The December signing period has put extra emphasis on getting out in front of recruiting. The programs often host seniors for recruiting weekends, and they’ve traditionally been favored in December and January. But this past fall, some programs accelerated the hosting of recruits to gain quicker verbal commitments and, ultimately, December signings.

It’s a juggling act that can stretch college programs thin in-season.

“The struggle I have here is that our recruiting is based on relationships, so it’s hard for us when we are preparing for a game on Saturday,” Eastern Washington coach Aaron Best said. “They are not going to see a ton of us as coaches, and they are going to be hosted by redshirts and others not playing. So they are not around the nucleus of what our locker room really entails. A veteran player can give a recruit three years of data a recruit instead of three months of data, and I think that’s important. You want to ask questions and get as much as you can from a player who has a lot of experience.”

Said Houston: “There’s no doubt the one thing that is the most noticeable to us is we’re going to have to do more in-season official visits. Especially if we end up continuing to play deep into the playoffs, you don’t have those December weekends for official visits, like so many of the FBS schools do or some of the FCS teams that aren’t deep playoff teams.”

Beginning this spring, some of the concerns can be alleviated by additional NCAA reform. Schools will have the opportunity to host juniors for official visits, starting on April 1 and continuing to the last Wednesday in June. Previously, the visits couldn’t occur before the start of the senior year, so the change will afford a student-athlete a longer recruiting window to make an informed decision.

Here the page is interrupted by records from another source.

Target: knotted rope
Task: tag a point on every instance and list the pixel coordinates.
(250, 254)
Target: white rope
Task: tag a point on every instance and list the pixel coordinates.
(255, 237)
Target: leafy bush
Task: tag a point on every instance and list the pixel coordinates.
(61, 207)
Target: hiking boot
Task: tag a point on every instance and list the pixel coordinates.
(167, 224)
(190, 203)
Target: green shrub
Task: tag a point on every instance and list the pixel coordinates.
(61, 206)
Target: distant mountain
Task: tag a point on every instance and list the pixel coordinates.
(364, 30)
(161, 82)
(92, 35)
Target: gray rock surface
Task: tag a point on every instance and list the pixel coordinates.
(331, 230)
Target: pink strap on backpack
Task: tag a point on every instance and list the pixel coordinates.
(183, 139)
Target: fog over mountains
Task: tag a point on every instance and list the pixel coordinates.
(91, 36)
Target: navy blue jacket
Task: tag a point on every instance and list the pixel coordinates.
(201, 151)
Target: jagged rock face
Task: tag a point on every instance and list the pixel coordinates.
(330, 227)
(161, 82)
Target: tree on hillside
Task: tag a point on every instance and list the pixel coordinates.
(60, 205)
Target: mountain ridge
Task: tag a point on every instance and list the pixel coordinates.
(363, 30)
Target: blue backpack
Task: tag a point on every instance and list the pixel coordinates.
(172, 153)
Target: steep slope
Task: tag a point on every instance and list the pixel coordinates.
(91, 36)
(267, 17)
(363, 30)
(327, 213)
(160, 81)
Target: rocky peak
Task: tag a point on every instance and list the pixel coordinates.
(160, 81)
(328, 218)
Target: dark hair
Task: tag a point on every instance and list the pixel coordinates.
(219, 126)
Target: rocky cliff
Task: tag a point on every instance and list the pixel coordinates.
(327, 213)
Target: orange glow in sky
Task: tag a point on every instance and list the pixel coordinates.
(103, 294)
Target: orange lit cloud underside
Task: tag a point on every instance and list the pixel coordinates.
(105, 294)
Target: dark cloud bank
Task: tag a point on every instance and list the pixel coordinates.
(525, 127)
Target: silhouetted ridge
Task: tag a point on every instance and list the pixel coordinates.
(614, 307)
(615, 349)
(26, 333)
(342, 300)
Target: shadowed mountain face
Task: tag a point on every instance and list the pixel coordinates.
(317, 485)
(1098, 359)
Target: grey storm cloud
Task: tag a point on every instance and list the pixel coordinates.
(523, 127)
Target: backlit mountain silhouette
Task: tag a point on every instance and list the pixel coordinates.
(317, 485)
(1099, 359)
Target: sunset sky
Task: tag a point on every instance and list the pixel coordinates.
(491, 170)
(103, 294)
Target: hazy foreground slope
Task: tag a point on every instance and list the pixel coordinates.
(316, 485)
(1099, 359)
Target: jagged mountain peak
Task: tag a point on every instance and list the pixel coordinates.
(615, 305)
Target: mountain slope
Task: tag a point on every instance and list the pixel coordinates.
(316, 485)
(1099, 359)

Its use is expected to be greater on the FBS level than the FCS. However, with all the new rules, D-I programs that get the bulk of their recruits signed in December are spending time in January making assessments for the following year’s signing class.

“We can get on our 2019 class sooner because we have half of our class signed in December,” Best said. “In January, we can kind of multitask a bit by sewing up a few more 2018 players and then hit the ground running on the 2019 class. We want to speed things up and have an idea of where we are going to earmark our guys when we get out in the spring.”

While the traditional signing period has been made anticlimactic at many programs, the earlier recruiting process – embraced by players and schools alike – is here to stay.

(This is the second of a two-part story about the FCS recruiting cycle.)